Nova política estabelece ações integradas de prevenção, atendimento e responsabilização em casos de abuso e exploração sexual infantil no Brasil

Da Redação

O governo federal passou a adotar oficialmente, a partir desta terça-feira (19), a Política Nacional de Prevenção e Combate ao Abuso e à Exploração Sexual de Crianças e Adolescentes em todo o país. A medida foi regulamentada pela Portaria nº 836, publicada pelo Ministério dos Direitos Humanos e da Cidadania no Diário Oficial da União.

A nova política estabelece diretrizes e estratégias padronizadas para prevenção, enfrentamento e atendimento às vítimas de violência sexual infantil e juvenil. O texto regulamenta dispositivos da Lei nº 14.811/2024 e prevê atuação conjunta entre União, estados, Distrito Federal e municípios.

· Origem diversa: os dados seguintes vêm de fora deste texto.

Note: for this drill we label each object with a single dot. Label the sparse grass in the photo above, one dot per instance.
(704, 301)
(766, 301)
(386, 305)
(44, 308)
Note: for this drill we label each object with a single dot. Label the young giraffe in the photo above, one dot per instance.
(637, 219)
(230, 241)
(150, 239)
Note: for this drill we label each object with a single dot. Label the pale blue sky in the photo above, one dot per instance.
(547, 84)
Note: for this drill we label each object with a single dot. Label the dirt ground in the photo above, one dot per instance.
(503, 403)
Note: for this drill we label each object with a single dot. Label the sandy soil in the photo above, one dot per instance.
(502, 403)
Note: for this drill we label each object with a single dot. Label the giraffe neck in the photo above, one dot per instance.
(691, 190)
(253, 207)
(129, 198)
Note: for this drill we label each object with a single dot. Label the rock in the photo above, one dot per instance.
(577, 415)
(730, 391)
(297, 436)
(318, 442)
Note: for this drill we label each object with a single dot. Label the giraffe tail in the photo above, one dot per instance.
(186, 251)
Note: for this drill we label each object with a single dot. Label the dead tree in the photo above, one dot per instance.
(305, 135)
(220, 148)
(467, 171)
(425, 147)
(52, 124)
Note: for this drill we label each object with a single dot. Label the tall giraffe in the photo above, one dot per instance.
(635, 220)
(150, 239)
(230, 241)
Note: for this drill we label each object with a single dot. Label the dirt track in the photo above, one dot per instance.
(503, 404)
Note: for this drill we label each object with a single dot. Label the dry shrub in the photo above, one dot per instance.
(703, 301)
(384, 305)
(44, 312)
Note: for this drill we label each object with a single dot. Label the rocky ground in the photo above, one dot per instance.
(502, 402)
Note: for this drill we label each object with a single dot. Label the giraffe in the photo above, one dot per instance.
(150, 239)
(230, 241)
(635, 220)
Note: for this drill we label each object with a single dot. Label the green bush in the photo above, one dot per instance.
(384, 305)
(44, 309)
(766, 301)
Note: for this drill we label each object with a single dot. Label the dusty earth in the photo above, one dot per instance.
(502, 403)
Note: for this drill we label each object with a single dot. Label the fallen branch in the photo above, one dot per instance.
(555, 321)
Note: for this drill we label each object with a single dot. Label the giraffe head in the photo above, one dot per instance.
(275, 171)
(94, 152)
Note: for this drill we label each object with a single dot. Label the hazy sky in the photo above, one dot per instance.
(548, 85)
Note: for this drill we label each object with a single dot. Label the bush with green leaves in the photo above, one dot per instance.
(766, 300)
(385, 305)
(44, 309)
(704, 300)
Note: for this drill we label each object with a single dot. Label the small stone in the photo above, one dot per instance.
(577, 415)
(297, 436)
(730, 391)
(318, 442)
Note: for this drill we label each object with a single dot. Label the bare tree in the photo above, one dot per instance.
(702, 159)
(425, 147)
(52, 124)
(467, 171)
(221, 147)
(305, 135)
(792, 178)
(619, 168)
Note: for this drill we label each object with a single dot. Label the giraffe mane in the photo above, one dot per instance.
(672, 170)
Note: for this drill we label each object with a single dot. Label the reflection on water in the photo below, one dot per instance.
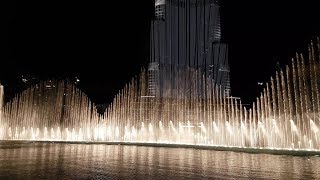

A norma tem como base o princípio da proteção integral previsto no Estatuto da Criança e do Adolescente (ECA), reforçando a prioridade absoluta na proteção de crianças e adolescentes em ações do Poder Público.

Entre os princípios definidos pela política estão a proteção integral, o respeito à dignidade e aos direitos humanos, a garantia de privacidade e sigilo das vítimas, além da promoção da equidade, acessibilidade e inclusão. O texto também estabelece a responsabilidade compartilhada entre família, sociedade e Estado.

As diretrizes incluem o enfrentamento de todas as formas de violência sexual, com foco prioritário na prevenção e na não revitimização das vítimas. A proposta prevê integração entre áreas como saúde, educação, assistência social, segurança pública e justiça.

A política também determina que fatores como desigualdade social, raça, gênero e deficiência sejam considerados nas estratégias de atendimento e prevenção.

Entre os objetivos previstos estão o fortalecimento das redes de proteção, a ampliação do atendimento especializado e a responsabilização dos autores das violências, garantindo os direitos das vítimas durante todo o processo.

O texto ainda prevê campanhas permanentes de conscientização, capacitação de profissionais e fortalecimento de centros de atendimento integrado, que concentram serviços de acolhimento e proteção em um único espaço.

A coordenação das ações ficará sob responsabilidade da Comissão Intersetorial de Enfrentamento da Violência Sexual contra Crianças e Adolescentes. Já o Plano Nacional Decenal será utilizado para definir metas, prazos e indicadores das medidas implementadas.